Monday, April 5, 2010

House under Construction

Emptying our house in preparation for new construction revealed just how ready it was to become part of our memories and make way for our future.  The leaky roof, which Tom had patched repeatedly over the years, had allowed water to penetrate the ceiling in a number of spots, most notably in the master bedroom, where a steadily widening hole allowed insulation and cold air to come in.  Mice poop was everywhere and throughout the house along in various corners and cubbyholes, the little critters had made nests.  The crawl space had let in melting snow that saturated the huge amount of stuff that we had stored there--books, baby clothes, toys, etc.--to the point that it succumbed to a coating of black mold.  We had caught numerous raccoons over the past several years that had made their home in the attic and the crawl space and let them go miles away, but apparently our hospitality was well-known among the greater raccoon community.

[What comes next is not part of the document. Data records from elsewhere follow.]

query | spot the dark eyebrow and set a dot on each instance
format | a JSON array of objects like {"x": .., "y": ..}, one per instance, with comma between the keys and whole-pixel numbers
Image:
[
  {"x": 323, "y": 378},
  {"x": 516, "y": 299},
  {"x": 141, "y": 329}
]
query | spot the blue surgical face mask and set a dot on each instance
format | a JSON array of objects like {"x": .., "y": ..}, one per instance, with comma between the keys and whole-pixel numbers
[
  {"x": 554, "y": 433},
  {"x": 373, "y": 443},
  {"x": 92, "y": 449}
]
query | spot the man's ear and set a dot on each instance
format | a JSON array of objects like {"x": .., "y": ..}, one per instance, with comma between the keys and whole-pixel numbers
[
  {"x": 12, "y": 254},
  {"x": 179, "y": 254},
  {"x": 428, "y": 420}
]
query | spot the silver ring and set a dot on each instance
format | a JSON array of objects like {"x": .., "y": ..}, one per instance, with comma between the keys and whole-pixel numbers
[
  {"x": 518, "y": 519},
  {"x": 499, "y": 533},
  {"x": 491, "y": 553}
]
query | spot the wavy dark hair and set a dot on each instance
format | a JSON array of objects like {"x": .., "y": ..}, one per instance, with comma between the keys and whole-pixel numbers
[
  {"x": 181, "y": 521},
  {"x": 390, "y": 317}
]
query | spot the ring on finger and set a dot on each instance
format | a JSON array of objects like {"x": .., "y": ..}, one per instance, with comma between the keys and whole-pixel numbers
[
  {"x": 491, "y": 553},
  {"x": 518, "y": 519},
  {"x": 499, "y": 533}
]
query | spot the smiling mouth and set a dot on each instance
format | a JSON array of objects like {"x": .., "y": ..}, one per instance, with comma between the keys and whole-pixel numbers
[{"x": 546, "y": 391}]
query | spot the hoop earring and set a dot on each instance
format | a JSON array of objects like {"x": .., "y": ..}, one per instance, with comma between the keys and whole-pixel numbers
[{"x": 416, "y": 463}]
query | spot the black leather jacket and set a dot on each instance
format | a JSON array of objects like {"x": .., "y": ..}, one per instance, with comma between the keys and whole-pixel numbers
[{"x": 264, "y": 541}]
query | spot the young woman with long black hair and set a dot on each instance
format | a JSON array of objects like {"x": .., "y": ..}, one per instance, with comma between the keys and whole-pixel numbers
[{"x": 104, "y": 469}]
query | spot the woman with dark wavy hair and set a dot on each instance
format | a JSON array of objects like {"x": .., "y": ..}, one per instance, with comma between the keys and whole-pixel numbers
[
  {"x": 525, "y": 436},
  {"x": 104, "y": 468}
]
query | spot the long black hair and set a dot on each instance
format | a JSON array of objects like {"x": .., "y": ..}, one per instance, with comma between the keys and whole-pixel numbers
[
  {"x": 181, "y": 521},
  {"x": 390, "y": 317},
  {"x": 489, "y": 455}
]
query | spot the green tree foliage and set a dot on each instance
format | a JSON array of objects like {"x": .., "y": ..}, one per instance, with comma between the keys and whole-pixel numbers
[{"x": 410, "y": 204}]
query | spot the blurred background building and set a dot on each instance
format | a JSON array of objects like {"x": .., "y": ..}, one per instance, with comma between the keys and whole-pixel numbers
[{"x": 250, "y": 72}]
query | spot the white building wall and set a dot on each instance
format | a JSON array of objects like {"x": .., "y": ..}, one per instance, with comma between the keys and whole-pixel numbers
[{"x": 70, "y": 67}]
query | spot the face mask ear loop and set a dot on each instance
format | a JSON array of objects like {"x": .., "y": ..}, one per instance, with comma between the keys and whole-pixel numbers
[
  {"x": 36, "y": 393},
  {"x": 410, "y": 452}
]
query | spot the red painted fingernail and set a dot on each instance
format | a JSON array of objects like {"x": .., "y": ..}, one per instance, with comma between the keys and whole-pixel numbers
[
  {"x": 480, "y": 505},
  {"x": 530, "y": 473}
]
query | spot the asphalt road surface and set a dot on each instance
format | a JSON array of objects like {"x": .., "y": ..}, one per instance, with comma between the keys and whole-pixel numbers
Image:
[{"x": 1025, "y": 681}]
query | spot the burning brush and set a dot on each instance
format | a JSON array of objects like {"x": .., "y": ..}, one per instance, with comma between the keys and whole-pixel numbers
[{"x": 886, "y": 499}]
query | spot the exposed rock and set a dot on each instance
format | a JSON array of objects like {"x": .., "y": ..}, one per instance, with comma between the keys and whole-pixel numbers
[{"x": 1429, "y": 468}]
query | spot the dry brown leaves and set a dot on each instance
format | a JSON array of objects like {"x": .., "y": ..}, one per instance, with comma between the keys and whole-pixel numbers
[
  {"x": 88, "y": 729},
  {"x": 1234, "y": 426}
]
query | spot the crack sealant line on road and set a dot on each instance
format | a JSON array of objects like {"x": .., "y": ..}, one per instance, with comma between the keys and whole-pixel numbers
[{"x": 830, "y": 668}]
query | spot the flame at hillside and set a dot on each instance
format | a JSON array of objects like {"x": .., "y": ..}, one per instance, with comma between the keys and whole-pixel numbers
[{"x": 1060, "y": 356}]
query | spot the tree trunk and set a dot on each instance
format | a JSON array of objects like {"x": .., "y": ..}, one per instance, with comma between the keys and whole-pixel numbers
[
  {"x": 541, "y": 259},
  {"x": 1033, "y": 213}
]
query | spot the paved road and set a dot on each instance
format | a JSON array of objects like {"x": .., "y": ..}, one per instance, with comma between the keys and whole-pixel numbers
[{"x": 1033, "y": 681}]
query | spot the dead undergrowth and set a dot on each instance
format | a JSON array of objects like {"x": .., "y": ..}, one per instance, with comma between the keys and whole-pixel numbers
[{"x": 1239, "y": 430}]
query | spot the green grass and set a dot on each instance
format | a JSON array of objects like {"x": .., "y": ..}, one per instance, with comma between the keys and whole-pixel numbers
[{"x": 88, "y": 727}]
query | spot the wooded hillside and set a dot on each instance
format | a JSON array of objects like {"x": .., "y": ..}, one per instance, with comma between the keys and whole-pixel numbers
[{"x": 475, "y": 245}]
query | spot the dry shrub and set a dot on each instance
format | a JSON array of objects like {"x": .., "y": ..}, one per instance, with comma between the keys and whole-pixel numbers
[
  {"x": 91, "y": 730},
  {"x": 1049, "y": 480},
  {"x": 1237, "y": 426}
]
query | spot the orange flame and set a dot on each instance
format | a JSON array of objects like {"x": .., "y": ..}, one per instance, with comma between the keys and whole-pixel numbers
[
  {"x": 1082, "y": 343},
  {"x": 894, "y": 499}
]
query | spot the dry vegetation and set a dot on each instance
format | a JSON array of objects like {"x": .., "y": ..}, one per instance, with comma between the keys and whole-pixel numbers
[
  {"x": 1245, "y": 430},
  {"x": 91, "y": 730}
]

It struck me as I walked in for the last time before demolition that the house was reverting to the way we found it back in 1995, when the bathroom and kitchen floors were soaked to the point that the toilet had almost fallen through and termites had occupied the crawl space from the surface of two and a half feet of standing water to the underside of floors and were eating the wallboard in the living room, kitchen, and dining room, and had already consumed the metal screens of the back porch.

We revived the house then by doing extensive renovations, but it seemed that its life span was destined to be 50 years.  The contractors were salvaging a few things--bookcases built by my dad, our natural cherry kitchen cabinets, the four load-bearing Doric columns, some light fixtures, some hand-painted crown molding, and a unique curved wall half-wall--to remind us of the home that was, but it was time for a more durable structure to take over.